Men acting against gender-based violence
When Sonke Gender Justice Network (Sonke) was formed in 2006, the organisation found that a majority of men they surveyed in Johannesburg believed they were not doing enough to end domestic violence. Since then the organisation has been educating and training boys and men to "realign their thinking".
"We have been working in six of the country’s 10 provinces and we are looking forward to expand our foothold," said Regis Mtutu, the organisation's National Programmes Coordinator.
Sonke means "Together" in Nguni languages. And this is the strategy of the organisation in its bid to realise gender equality. "We simply believe that working in the context of men, talking to them together with organisations that push for women's rights, we can attain our goal," added Mtutu.
Spreading the message
Currently the organisation is embarking on its flagship programme, "One Man Can".
The project has seen the organisation train boys and men in various communities - especially rural and high-density communities. Training, the organisation says, is conducted using imagery and testimonials through audio. The more sophisticated groups are targeted through social networking media such as Facebook and Twitter. Sonke aims to reach out to at least 20,000 men in the next three years and establish many branches that will be permanently located within the communities.
The organisation has been working with traditional chiefs towards the goal of establishing permanent presence in most parts of the country. The aim, Mtutu says, is to change the false ego of man's domination through the custodians of culture. Men's sense of supremacy is a product of culture, tradition and religion, Mtutu says.
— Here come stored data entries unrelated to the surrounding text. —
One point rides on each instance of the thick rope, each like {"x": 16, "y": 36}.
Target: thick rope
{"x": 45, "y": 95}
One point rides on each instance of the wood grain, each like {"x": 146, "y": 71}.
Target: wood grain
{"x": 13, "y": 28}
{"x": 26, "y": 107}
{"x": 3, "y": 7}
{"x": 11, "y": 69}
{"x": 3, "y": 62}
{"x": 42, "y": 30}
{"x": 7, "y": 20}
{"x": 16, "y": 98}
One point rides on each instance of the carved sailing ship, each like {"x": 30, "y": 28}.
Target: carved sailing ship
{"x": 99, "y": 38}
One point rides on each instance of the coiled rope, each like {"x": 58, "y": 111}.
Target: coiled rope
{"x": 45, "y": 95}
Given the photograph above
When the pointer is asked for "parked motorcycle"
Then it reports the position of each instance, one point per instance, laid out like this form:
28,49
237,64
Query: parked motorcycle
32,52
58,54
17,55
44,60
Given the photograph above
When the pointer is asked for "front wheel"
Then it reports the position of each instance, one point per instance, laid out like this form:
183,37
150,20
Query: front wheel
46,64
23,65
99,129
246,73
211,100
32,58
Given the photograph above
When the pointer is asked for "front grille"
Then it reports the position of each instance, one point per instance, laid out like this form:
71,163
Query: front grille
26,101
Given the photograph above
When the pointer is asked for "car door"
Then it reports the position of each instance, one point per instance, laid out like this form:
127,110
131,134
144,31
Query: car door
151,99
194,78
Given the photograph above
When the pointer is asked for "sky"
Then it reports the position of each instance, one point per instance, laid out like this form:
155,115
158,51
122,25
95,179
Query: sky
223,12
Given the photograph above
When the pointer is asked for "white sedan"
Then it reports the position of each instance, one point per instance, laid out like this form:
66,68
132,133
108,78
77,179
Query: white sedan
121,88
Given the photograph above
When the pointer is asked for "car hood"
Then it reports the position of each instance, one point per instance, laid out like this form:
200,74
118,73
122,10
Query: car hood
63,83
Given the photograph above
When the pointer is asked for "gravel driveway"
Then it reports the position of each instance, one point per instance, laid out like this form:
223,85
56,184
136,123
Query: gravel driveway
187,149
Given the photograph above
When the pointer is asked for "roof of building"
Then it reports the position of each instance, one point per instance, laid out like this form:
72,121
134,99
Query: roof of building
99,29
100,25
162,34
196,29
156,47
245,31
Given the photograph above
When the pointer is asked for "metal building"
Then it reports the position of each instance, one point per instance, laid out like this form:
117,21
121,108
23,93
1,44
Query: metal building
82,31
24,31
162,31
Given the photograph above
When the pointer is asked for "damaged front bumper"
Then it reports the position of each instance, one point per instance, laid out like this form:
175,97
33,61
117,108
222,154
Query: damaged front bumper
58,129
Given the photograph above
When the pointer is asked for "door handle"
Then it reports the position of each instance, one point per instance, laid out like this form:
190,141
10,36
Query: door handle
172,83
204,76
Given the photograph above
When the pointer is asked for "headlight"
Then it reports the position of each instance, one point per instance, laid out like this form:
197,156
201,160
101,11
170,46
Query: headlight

"When that false sense of masculinity is reversed, we will see a decline HIV simply because forced sexual activities and rape myths would have been eliminated."
Elsewhere in Africa, Sonke is working in collaboration with like-minded organisations such as Padare/Enkundleni in Zimbabwe, the Kenya-based Men Can and the Rwanda Men's Resource Centre. Together, the organisations resolved at a 2009 symposium to assist African governments through capacity building and implementation of policy.